There is a lot of skepticism surrounding the security and quality of EMRs, especially applications that are free and web-based. Costly applications want you to believe that you must pay for quality. However, there are many high-quality and free, web-based applications out there. Google Apps. is just one example. I can honestly say that we deliver the best product and support at absolutely no cost, and with no on-site implementation. And that is why we are one of the fastest growing physician practice communities in the United States. We have outstanding technical support, and we pride ourselves on our “Live in Five” process which allows us to get users started within five minutes of calling. If you are interested in learning more about Practice Fusion, you can check out our free EMR. Also, take a look at what others have to say about us: http://www.fiercehealthit.com/innovators/2007/practicefusion, http://blogs.zdnet.com/BTL/?p=4670, and http://blogs.zdnet.com/Stewart/?p=774”>ZD
If you prefer, you can visit the website and take a demo with a Practice Fusion team member. Give us a call at 415-346-7700.

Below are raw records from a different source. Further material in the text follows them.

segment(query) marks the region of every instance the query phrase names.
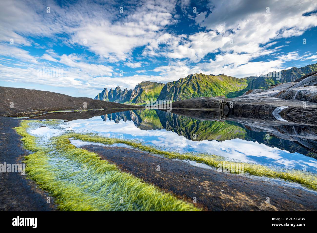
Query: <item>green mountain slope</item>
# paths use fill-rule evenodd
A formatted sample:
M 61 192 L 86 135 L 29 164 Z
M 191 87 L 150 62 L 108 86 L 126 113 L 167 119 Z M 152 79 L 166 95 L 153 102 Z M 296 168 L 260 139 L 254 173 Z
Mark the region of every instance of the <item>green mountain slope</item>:
M 271 85 L 280 83 L 293 82 L 307 74 L 315 71 L 317 71 L 317 63 L 300 68 L 293 67 L 289 69 L 281 70 L 280 71 L 281 79 L 280 80 L 277 80 L 276 77 L 272 77 L 274 75 L 272 74 L 271 73 L 266 74 L 262 77 L 248 77 L 245 78 L 249 80 L 247 87 L 239 91 L 228 93 L 227 96 L 228 98 L 232 98 L 242 95 L 249 90 L 267 89 Z
M 157 99 L 177 101 L 199 96 L 226 96 L 246 88 L 249 81 L 248 78 L 238 79 L 223 74 L 190 74 L 165 84 Z

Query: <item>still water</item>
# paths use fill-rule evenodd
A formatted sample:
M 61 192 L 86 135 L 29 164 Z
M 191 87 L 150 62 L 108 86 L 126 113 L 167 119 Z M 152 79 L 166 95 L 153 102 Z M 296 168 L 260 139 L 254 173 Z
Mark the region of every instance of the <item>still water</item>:
M 251 127 L 232 121 L 200 120 L 171 113 L 144 110 L 74 120 L 61 126 L 61 129 L 45 127 L 33 133 L 54 136 L 64 130 L 92 133 L 136 140 L 168 150 L 208 153 L 227 160 L 317 173 L 317 160 L 313 158 L 317 155 L 316 148 L 307 146 L 315 145 L 315 135 L 303 136 L 296 133 L 295 137 L 288 127 L 281 128 L 283 126 L 279 126 L 275 134 L 278 135 L 278 138 L 273 136 L 272 132 L 268 133 L 262 126 L 257 128 L 254 125 Z M 294 131 L 295 128 L 292 127 Z M 309 131 L 316 132 L 313 128 Z M 281 129 L 284 128 L 283 131 Z

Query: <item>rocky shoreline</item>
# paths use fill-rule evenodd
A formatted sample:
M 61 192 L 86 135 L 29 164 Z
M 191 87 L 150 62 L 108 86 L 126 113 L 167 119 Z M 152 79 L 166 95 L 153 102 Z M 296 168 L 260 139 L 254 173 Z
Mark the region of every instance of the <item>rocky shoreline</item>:
M 75 97 L 49 91 L 0 87 L 0 116 L 20 117 L 51 111 L 139 109 L 144 107 Z

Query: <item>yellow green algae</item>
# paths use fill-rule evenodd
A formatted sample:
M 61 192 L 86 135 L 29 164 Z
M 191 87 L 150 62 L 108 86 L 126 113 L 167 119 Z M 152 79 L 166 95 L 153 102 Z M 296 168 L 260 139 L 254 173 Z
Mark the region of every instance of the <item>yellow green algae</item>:
M 41 139 L 28 133 L 31 122 L 56 122 L 25 120 L 15 128 L 22 136 L 24 147 L 33 152 L 25 157 L 28 176 L 55 197 L 60 210 L 199 210 L 192 204 L 121 172 L 96 154 L 76 148 L 70 143 L 68 134 L 41 145 Z
M 25 120 L 16 130 L 23 137 L 22 140 L 25 147 L 34 152 L 26 157 L 28 174 L 41 187 L 56 197 L 62 210 L 198 210 L 191 204 L 120 171 L 115 165 L 100 160 L 96 153 L 76 148 L 71 144 L 71 138 L 107 145 L 124 144 L 167 158 L 189 160 L 215 167 L 223 164 L 230 172 L 231 167 L 241 167 L 243 164 L 243 172 L 246 173 L 280 178 L 317 191 L 316 176 L 311 172 L 294 170 L 279 171 L 263 165 L 227 161 L 215 155 L 163 150 L 133 140 L 70 132 L 52 138 L 49 145 L 42 145 L 37 137 L 27 132 L 31 122 L 54 125 L 59 121 Z M 54 159 L 57 161 L 55 163 L 49 162 Z M 241 172 L 236 170 L 234 172 Z

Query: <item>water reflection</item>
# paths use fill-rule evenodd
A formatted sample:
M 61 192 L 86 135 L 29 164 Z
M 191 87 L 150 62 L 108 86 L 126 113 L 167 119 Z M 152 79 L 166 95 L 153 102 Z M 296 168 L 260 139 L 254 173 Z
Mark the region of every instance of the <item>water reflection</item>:
M 95 112 L 101 118 L 72 120 L 66 128 L 136 139 L 167 150 L 207 152 L 281 168 L 306 168 L 317 173 L 317 160 L 308 157 L 317 155 L 315 126 L 256 124 L 241 119 L 200 120 L 154 110 L 102 112 Z

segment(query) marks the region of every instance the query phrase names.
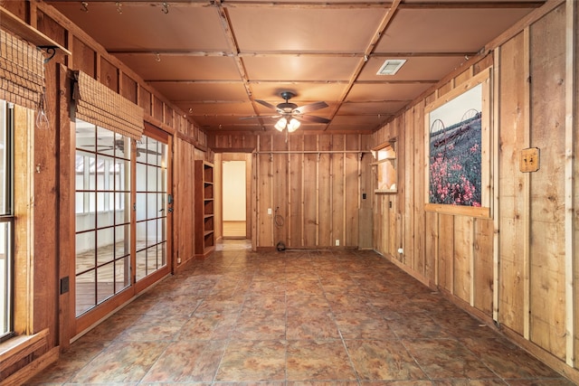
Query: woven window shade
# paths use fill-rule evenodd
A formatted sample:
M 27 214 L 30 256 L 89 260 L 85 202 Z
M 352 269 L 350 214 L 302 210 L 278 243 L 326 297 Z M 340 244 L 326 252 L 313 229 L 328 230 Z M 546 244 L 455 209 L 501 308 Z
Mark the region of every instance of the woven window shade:
M 43 52 L 0 30 L 0 99 L 36 109 L 43 90 Z
M 139 140 L 145 127 L 143 108 L 82 71 L 74 71 L 76 118 Z

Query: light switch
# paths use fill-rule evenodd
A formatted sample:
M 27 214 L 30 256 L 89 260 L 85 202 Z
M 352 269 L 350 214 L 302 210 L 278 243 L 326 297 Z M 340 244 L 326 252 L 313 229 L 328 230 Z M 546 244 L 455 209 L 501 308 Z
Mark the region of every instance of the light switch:
M 539 148 L 529 147 L 521 150 L 519 169 L 523 173 L 536 172 L 539 170 Z

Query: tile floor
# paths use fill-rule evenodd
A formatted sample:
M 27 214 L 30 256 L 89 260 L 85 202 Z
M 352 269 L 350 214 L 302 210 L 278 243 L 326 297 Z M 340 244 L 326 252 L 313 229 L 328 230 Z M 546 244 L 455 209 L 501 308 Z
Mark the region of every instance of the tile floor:
M 29 384 L 573 384 L 375 253 L 221 247 Z

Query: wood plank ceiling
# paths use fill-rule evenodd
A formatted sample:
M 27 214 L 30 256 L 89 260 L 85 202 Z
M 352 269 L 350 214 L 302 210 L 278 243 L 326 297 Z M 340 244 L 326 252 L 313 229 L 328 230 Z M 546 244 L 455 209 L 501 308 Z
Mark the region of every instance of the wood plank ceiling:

Posted by: taylor | June 20, 2008 at 04:48 PM
The value of EMR's, are very much related to number team member to utilize the EMR, the diversity of the information that the record contains, the portability of the record, the ease of the charts use, the degree of automation of entry, the intelligence of the EMR to evaluate entries for reliability, completeness and logical consistency, the ability to assure less legally vulnerable documentation. All of these factor are waiting for optimization and as such could add another three zeros to Rand's savings estimate. Unless Information Industry Titans grow up and encourage the visions of the advantages of electronic information rather than naively fomenting paranoia, these advantages may be delayed a significant number of years, furthering lessening the time to a very significant medical cost crisis. I pray that the entries in the EMR field are both bold and responsible.